= Holden Furber =

American historian

Holden Furber (13 March 1903 – 19 January 1993) was a professor of South Asia Studies at the University of Pennsylvania from 1952 till 1973. He was the twenty-first president of the Association for Asian Studies and a scholar who specialized in the history of India during the time of the British Raj.

== Biography ==
Born in Boston, Massachusetts in 1903, Furber was almost entirely educated in the Boston area, where he attended Brookline High School before graduating from Harvard University in 1924. He received his doctorate from Harvard in 1929 and at the same time attended Oxford University, where he completed a bachelor's degree in 1925 and a master's degree in 1930. In 1931, during his nine-year career as a lecturer at Harvard, he published his first book, Henry Dundas, First Viscount Melville, followed within two years by his edition of The Correspondence of Sir John Shore, Governor General, with Henry Dundas, President of the Board of Control, 1793–1798. Furber's potential as a young scholar was identified with the awarding of a Guggenheim Fellowship in 1937–1938. He was appointed to the post of assistant professor at the University of Texas in 1940 but soon received an assignment to the Office of Strategic Services (which later became the CIA) to work as a social science analyst after the United States entered the Second World War. From 1943 to 1945, Furber served the US State Department as a specialist on the British Commonwealth, before returning to the University of Texas, where he stayed until 1948.

It was at that point that Furber published what was regarded as his most creative book, John Company at Work. For this study of the country trade in Asia, European trade from one point in Asia to another, Furber pored through Dutch, French, and Danish, as well as British archives. He concluded that private British trading interests combined with Indian merchants to play a dynamic role in a network of trade which ultimately led to the establishment of the British Raj in India. The American Historical Association recognised the book with the Watumull Prize in 1949. In the meantime, Furber lectured at the University of Madras in 1948, before moving to the University of Pennsylvania, where he served as Professor of History until 1973. It was at Pennsylvania that he formed a close working relationship with W. Norman Brown and significantly contributed to the building of a program for studying the Indian subcontinent. He traveled to India in 1962 to deliver the Heras Lectures at the University of Bombay, which were published under the title The Bombay Presidency in the Mid-18th Century. In 1965 co-edited the fifth volume of the series entitled The Correspondence of Edmund Burke. This volume documented the period between July 1782 and June 1789 during which Burke's constructive interest in Indian affairs yielded to an "implacable determination" to defeat Hastings in the latter's impeachment trial. Furber interpreted these letters as re-enforcement for the "view held in India today" that Burke was a "champion of Bengal's downtrodden millions."

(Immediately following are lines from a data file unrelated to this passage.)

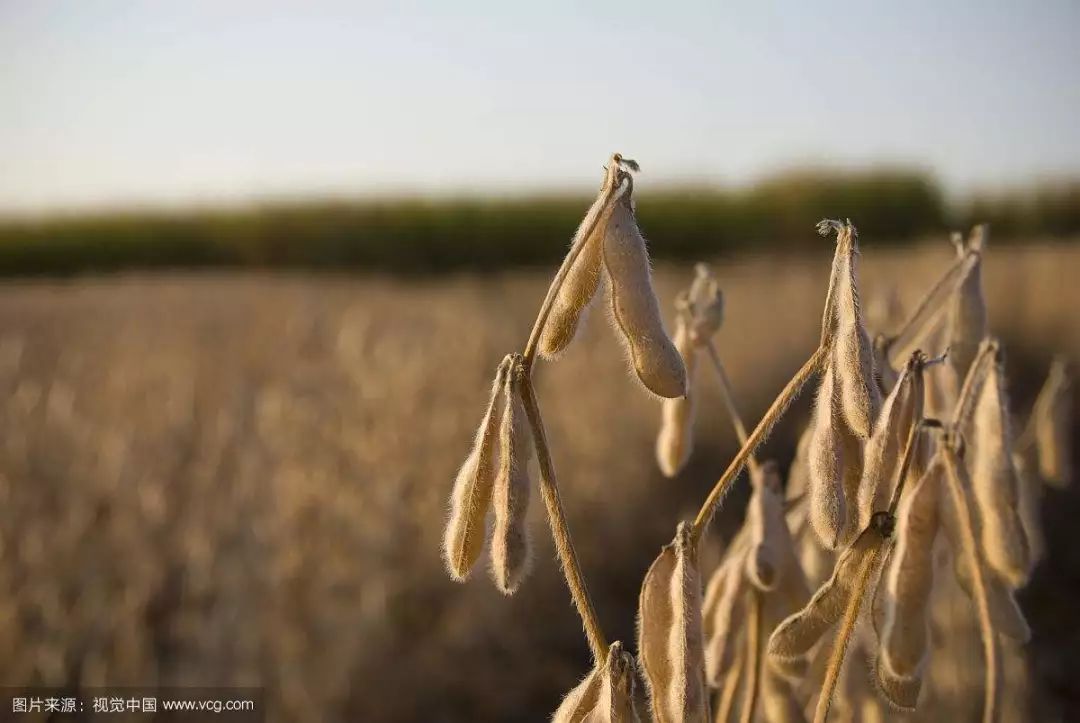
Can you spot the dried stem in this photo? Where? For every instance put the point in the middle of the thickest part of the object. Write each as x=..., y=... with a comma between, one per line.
x=844, y=633
x=979, y=584
x=930, y=309
x=905, y=465
x=727, y=395
x=559, y=529
x=788, y=393
x=726, y=700
x=611, y=184
x=966, y=402
x=754, y=658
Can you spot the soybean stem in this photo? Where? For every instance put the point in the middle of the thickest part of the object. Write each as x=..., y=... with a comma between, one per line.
x=727, y=395
x=780, y=405
x=753, y=656
x=844, y=634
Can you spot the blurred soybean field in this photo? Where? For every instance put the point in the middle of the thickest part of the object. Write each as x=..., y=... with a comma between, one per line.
x=422, y=236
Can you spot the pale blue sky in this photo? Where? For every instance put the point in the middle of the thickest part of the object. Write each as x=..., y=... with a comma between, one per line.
x=110, y=103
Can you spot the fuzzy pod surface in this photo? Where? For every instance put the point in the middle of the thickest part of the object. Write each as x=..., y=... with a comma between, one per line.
x=908, y=581
x=995, y=483
x=675, y=439
x=967, y=312
x=466, y=529
x=853, y=360
x=800, y=631
x=1006, y=615
x=885, y=450
x=634, y=308
x=1053, y=426
x=606, y=695
x=827, y=508
x=510, y=496
x=670, y=633
x=579, y=288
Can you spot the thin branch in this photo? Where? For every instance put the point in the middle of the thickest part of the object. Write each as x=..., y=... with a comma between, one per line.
x=559, y=529
x=754, y=657
x=966, y=402
x=727, y=393
x=844, y=634
x=955, y=472
x=930, y=309
x=812, y=365
x=726, y=701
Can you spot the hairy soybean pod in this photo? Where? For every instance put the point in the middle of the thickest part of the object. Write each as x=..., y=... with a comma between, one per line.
x=901, y=409
x=634, y=306
x=510, y=541
x=579, y=286
x=908, y=579
x=825, y=454
x=770, y=541
x=675, y=440
x=994, y=479
x=854, y=353
x=800, y=631
x=967, y=313
x=606, y=695
x=463, y=538
x=670, y=633
x=723, y=614
x=1053, y=426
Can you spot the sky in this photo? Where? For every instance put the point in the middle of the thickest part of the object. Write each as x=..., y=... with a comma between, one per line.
x=107, y=104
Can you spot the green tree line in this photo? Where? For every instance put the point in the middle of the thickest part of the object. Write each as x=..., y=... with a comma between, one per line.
x=430, y=236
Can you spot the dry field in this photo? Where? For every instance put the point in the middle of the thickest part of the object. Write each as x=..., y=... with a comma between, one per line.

Furber was a member of the Royal Historical Society and was the president of the Association for Asian Studies from 1968 to 1969. In retirement, he published his ambitious survey, Rival Empires of Trade in the Orient 1600–1800, which applied the themes elucidated in John Company at Work back to earlier times. Furber's last book was dedicated to Elizabeth Chapin Furber, his first wife and a scholar of medieval French history, who died at the time of his retirement. His second wife Lucy Richardson was the classmate of a widow, whom he escorted to his 50th reunion at Harvard. They married seven years later and they periodically lived at his summer home at Marblehead, Massachusetts, and her family home in Concord, Massachusetts. He died during his sleep on January 19, 1993, in Bedford, Massachusetts.